XQuery Formal Semantics: normalization

XQuery 1.0 Formal Semantics 
W3C Working Draft 26 March 2002

2.5.3 Normalization rules
(By the way, this section is missing from the Table of Contents.)

"All normalization rules have the following structure:
     [Expr]
       ==
    coreExpr
The [ Expr ] above the == sign denotes an expression in the XQuery language
before translation and the coreExpr beneath the == sign denotes an
equivalent expression in the XQuery core."

Of course, the right-hand-side of a normalization rule is usually not a core
expression, because it contains "normalization calls" which are obviously
not in the XQuery language. But the intent seems to be that if those calls
are expanded (with respect to a particular subject expression) and so on
recursively, the result will indeed be a core expression. Which suggests
that if I've got a query q, and I want to normalize it, all I have to do
is compute the expansion of [[q]] (using double-brackets as the plain-text
equivalent of the big bold normalization brackets).

There are some problems with this interpretation, though:

(1) In some rules, the RHS contains non-core constructs outside of
    normalization calls. This means that [[q]] isn't necessarily a core
    expression.

    For instance, in 4.3.5, the rules for
        // RelativePathExpr
    and
        StepExpr // RelativePathExpr
    have occurrences of '/' outside normalization calls.
    (Contrast this with the rules in 4.3, where the only RHS-occurrence of
    '/' is within a normalization call.)

    And in 4.5-4.7, many of the right-hand sides use a LetClause that binds
    multiple variables, which is not allowed in the core.

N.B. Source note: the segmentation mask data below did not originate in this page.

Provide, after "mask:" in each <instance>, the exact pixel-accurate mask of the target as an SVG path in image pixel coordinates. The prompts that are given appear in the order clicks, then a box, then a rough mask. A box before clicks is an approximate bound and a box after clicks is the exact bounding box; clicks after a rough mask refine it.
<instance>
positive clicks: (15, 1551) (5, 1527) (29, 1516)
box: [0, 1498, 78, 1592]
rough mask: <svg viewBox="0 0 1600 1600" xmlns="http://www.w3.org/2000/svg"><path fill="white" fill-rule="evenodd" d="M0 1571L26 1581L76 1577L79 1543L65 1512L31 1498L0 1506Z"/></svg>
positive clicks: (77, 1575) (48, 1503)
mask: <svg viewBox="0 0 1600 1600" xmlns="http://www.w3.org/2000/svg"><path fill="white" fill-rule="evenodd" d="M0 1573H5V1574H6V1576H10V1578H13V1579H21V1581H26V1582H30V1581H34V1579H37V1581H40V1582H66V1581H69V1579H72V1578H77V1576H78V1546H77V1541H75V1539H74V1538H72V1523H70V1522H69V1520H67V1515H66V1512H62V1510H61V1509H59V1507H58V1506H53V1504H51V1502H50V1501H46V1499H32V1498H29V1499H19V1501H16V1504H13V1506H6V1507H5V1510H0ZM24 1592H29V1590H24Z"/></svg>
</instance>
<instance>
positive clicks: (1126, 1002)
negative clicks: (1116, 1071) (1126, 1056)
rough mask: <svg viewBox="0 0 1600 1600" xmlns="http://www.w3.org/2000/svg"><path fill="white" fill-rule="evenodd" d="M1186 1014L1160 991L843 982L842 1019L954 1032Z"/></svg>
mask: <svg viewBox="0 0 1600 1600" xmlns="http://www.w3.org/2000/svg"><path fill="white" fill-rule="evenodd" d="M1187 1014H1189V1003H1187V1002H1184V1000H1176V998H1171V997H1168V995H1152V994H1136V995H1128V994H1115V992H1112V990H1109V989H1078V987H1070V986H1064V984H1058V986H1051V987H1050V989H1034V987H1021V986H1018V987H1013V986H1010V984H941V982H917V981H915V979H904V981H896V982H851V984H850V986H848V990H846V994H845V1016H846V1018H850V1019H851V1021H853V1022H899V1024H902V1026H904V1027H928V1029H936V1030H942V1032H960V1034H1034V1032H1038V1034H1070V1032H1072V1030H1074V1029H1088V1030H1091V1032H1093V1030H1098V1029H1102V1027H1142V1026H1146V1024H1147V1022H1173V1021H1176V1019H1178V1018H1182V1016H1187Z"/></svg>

    Are these just mistakes?

(2) Some normalization rules are missing. This means that [[q]] isn't
    necessarily even defined.

    In some cases, the absence of the rules is probably just oversight.
    For instance, 4.10 has a normalization rule for SortSpecList but not
    one for SortExpr.

    And in other cases, you just haven't got there yet (e.g., 4.8.1
    Element Constructors).

    But in other cases, it's quite intentional that the rules are missing.
    For instance, 4.2.1 says  "All literals are core expressions, therefore
    there are no normalization rules for literals." Rather than no rules,
    I believe you need "identity" rules, e.g.
        [[ IntegerLiteral ]] == IntegerLiteral

It's possible that your intent for normalization was more of a term-
rewriting system, in which rewrite rules are applied, repeatedly, anywhere
in the query, until no more rewrites are possible. But most of the evidence
indicates otherwise. Moreover, in such a system, I believe it would be
harder to prove (a) termination, and (b) correctness.

Clarification would be nice.

-Michael Dyck

Received on Wednesday, 15 May 2002 13:35:36 UTC